Response surface methodology-optimized extraction of flavonoids from pomelo peels and isolation of naringin with antioxidant activities by Sephadex LH20 gel chromatography.

In this study, flavonoids were extracted from pomelo peels and naringin was isolated from the flavonoid extract. The effects of extraction parameters, namely, ethanol concentration, solid-to-liquid ratio, and extraction time, on the yield of flavonoids extracted from pomelo peels were analyzed according to the Box-Behnken design of response surface methodology. The experimental conditions for flavonoid extraction were optimized, and naringin was separated from the extracted flavonoids using Sephadex LH-20 column chromatography. Experimental results showed that the influence of factors on the extraction rate of flavonoids from pomelo peels was in the order of ethanol concentration > solid-to-liquid ratio > extraction time, and the optimal extraction parameters were 85% ethanol concentration, 1:20 solid-to-liquid ratio, and 4-h extraction time for extracting flavonoids from pomelo peels. Under these conditions, the yield of flavonoids was 6.07 ± 0.06 mg/g. After three times of extraction, the flavonoid extraction rate reached 96.55%, and the residual naringin in the pomelo peels was 0.017 mg/g, at which point the bitterness in the pomelo peels disappeared.
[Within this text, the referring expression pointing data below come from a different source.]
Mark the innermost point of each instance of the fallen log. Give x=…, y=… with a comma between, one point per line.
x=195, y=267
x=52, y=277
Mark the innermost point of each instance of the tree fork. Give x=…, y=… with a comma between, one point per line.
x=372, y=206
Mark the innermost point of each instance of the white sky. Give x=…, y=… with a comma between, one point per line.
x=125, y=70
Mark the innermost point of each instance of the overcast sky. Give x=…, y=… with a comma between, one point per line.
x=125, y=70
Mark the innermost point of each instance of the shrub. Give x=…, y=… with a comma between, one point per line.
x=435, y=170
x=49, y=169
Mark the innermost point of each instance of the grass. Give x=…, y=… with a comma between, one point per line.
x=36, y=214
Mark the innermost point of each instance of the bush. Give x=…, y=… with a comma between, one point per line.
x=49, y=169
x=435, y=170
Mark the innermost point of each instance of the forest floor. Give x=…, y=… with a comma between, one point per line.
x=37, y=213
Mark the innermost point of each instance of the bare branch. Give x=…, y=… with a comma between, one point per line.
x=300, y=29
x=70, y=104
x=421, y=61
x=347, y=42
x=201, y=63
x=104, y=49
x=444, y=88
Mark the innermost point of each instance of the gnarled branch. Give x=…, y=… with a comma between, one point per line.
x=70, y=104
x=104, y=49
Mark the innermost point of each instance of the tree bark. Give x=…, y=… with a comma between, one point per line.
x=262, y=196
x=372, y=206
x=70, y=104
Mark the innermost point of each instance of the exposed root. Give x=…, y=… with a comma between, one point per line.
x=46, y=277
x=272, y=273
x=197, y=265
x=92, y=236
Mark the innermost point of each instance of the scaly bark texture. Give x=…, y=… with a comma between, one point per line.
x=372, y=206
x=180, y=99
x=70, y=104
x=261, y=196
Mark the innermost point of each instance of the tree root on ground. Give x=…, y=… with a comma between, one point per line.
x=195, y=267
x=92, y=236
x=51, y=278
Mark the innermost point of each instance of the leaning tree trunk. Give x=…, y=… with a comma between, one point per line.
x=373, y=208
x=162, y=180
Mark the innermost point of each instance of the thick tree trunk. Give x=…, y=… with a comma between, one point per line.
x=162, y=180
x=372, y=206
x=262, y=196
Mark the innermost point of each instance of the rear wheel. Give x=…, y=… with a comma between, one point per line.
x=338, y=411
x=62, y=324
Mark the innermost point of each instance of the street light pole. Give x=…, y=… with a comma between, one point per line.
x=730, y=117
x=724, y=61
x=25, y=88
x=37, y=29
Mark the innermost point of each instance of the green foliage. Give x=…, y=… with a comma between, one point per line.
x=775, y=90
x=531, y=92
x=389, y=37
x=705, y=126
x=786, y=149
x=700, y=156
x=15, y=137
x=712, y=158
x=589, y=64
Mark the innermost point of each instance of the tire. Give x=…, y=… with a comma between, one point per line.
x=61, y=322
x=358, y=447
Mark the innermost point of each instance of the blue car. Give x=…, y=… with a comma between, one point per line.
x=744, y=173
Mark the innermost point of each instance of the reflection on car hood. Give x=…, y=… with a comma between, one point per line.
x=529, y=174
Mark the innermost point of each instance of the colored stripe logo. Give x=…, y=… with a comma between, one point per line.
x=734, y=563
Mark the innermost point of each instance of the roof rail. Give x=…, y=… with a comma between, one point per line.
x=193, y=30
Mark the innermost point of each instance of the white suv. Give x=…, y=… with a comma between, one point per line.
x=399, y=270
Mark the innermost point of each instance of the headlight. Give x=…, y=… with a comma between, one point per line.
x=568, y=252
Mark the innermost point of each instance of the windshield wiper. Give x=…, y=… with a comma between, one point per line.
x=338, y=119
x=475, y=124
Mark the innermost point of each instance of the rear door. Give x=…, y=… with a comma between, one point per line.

Two components, namely, PF1 and PF2, were separated from the crude flavonoid of pomelo peels through Sephadex LH20 column chromatography. PF2 was identified as naringin by high-performance liquid chromatography tandem mass spectrometry, with a purity of 95.7 ± 0.23%. Both flavonoids and PF2 exhibited good in vitro radicals scavenging activities on DPPH, ABTS, superoxide anion and hydroxyl.